C–H Aminoalkylation of 5-Membered Heterocycles: Influence of Descriptors, Data Set Size, and Data Quality on the Predictiveness of Machine Learning Models and Expansion of the Substrate Space Beyond 1,3-Azoles

Abstract

We report a general C–H aminoalkylation of 5-membered heterocycles through a combined machine learning/experimental workflow. Our work describes previously unknown C–H functionalization reactivity and creates a predictive machine learning (ML) model through iterative refinement over 6 rounds of active learning. The initial model established with 1,3-azoles predicts the reactivities of N-aryl indazoles, 1,2,4-triazolopyrazines, 1,2,3-thiadiazoles, and 1,3,4-oxadiazoles, while other substrate classes (e.g., pyrazoles and 1,2,4-triazoles) are not predicted well. The final model includes the reactivities of additional heterocyclic scaffolds in the training data, which results in high predictive accuracy across all of the tested cores.

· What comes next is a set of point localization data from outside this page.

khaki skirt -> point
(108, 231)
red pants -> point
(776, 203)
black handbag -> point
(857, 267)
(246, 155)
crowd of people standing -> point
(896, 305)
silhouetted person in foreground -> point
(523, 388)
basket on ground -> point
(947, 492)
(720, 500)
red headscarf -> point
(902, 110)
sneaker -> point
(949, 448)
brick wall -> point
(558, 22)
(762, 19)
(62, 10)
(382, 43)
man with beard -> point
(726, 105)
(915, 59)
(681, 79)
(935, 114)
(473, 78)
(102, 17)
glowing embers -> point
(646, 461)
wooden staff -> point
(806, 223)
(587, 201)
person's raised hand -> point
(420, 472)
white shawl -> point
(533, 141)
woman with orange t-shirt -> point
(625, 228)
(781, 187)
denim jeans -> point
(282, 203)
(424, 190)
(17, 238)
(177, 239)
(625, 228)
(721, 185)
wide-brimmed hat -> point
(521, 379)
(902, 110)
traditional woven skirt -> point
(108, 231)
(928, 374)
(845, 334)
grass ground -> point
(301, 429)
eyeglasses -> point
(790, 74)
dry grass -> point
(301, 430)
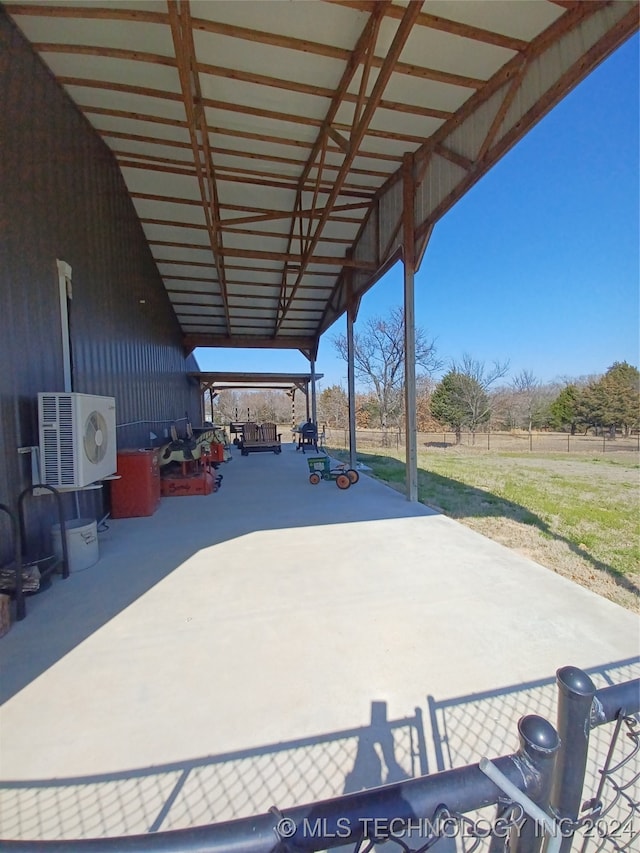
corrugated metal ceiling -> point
(262, 142)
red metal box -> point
(137, 492)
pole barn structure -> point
(178, 175)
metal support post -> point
(351, 391)
(575, 698)
(411, 428)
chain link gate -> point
(531, 801)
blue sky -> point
(540, 262)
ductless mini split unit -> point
(77, 438)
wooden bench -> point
(259, 437)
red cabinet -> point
(137, 492)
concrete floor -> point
(278, 642)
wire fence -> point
(516, 442)
(524, 802)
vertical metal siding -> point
(62, 197)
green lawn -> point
(577, 515)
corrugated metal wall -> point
(62, 197)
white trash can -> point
(82, 543)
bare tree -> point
(530, 398)
(379, 360)
(473, 387)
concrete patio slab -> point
(239, 649)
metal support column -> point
(314, 411)
(408, 257)
(575, 699)
(351, 390)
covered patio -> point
(277, 643)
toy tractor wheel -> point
(342, 481)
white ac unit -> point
(77, 438)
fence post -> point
(539, 744)
(575, 698)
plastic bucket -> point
(82, 543)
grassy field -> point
(577, 515)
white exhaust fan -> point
(77, 438)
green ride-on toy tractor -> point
(320, 469)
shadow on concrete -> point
(217, 788)
(262, 491)
(481, 503)
(248, 782)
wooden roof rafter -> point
(363, 48)
(180, 21)
(397, 45)
(296, 123)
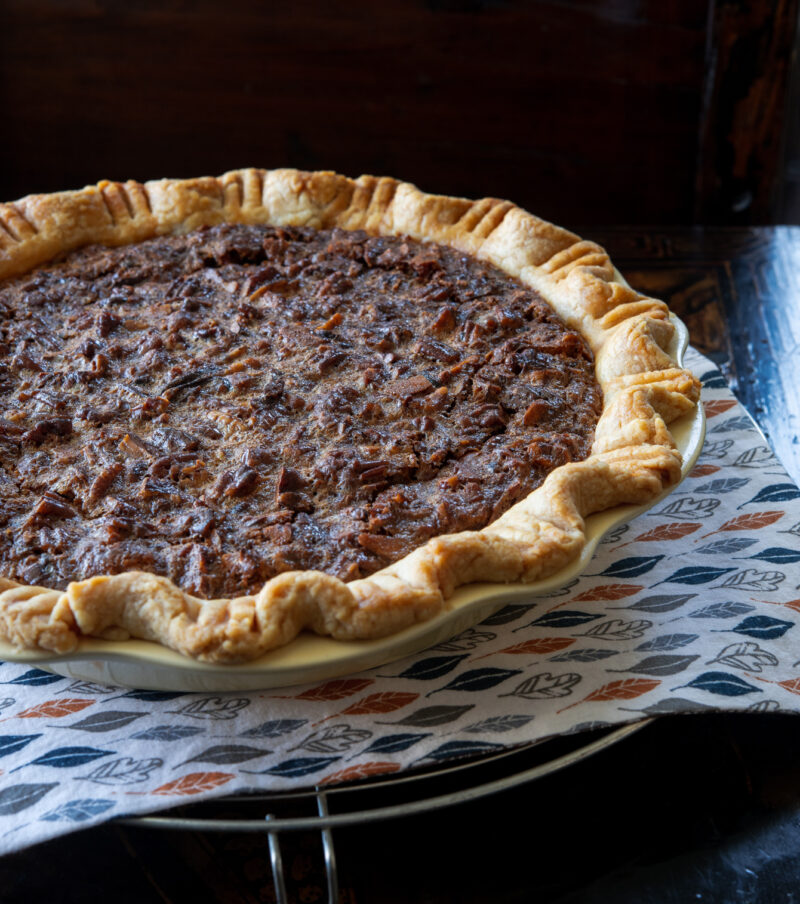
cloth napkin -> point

The high prediction performance is shown both within the training set via cross-validation (CV R² = 0.81) and when predicting unseen substrates of diverse molecular weight and structure (Test R² = 0.95). The concept of feature engineering is discussed, and we benchmark mechanistically related DFT-based features that are more time-intensive and laborious in comparison with molecular descriptors and fingerprints. Importantly, this work establishes novel reactivity for heterocycles for which C–H functionalization methods are underdeveloped. Since such heterocycles are key motifs in drug discovery and development, we expect this work to be of significant use to the synthetic and synthesis-oriented ML communities.